Depuis octobre, Toyota a rappelé 8,5 millions de véhicules dans le monde à cause de problèmes de pédale d'accélérateur, de système de freinage et de tapis de sol -un nombre record pour le constructeur nippon. Les défauts de pédale et de tapis sont des erreurs de conception tandis que le dysfonctionnement du système de freinage est lié à un problème informatique. Il ne s'agit pas d'erreurs de fabrication qui auraient pu être détectées par les ouvriers dans les usines.

Toyota reste le meilleur constructeur «en termes de gestion de la production», estime Michael Cusumano, professeur de l'école Sloan de management de l'Institut de technologie du Massachusetts. «Les ouvriers n'ont rien à voir» avec ces problèmes.

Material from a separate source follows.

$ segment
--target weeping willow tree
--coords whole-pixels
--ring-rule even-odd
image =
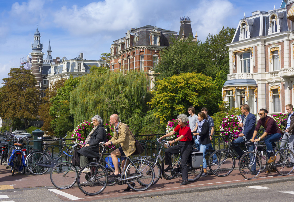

Le président de Toyota, Akio Toyoda, a reconnu dans une tribune publiée par le Washington Post la semaine dernière que son entreprise avait «échoué à faire le lien» entre le problème de pédale, apparu en Europe en décembre 2008, et le même dysfonctionnement aux États-Unis qui a entraîné un rappel massif de véhicules. En Europe, l'erreur avait été corrigée.

En principe, ce type de réparation lié à des plaintes de clients est communiqué au siège du constructeur pour permettre des vérifications dans d'autres régions du monde, selon le porte-parole de Toyota Europe, Colin Hensley. Alors que les voitures deviennent de plus en plus complexes et «informatisées», le risque que les contrôles de qualité traditionnels deviennent obsolètes augmente, selon les experts.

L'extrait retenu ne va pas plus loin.